First, I describe a model-based approach to estimate the gaze direction using RGB eye images. A 3D eye model is constructed from an image of the eye by fitting an ellipse onto the iris. The gaze direction is then continuously track by rotating the model to simulate projections of the iris area for different eye poses and matching the iris area of the subsequent images with the corresponding projections obtained from the model. By using an additional one-time calibration, the point of regard (POR) is computed, which allows to identify where a user is looking in the scene image reflected on the cornea.

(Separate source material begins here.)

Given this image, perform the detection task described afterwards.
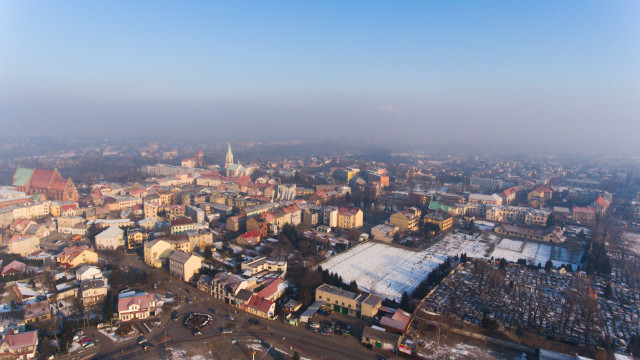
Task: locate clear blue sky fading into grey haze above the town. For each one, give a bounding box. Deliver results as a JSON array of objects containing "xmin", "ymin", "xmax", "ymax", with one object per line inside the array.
[{"xmin": 0, "ymin": 1, "xmax": 640, "ymax": 152}]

Next, I propose a method to recognize objects in the scene reflected on the cornea in real time using the gaze direction information. Deep learning algorithms are applied to automatically label and then recognize the focused object in the area surrounding the reflected POR on the eye image. Additional processes using High Dynamic Range (HDR) demonstrate that the proposed method can perform in varied illumination conditions.
Finally, I verify the validity of the approach experimentally with a 3D-printable prototype of a wearable device equipped with dual 720p cameras, and a high-sensitivity camera in extreme illumination conditions. Further, I set up a proof-of-concept implementation of a state-of-the-art neural network which showed that the focused object recognition can be performed in real time.
To summarize, the proposed method and prototype contribute a novel, complete framework to 1) simultaneously perform eye tracking and focused object analysis in real time, 2) automatically generate datasets of focused objects by using the reflected POR, 3) reduce the number of sensors in current gaze trackers to a single RGB camera, and 4) enable daily-life applications in all kinds of illumination. The combination of these features makes it an attractive choice for eye-based human behavior analysis, as well as for creating large datasets of objects focused by the user during daily tasks.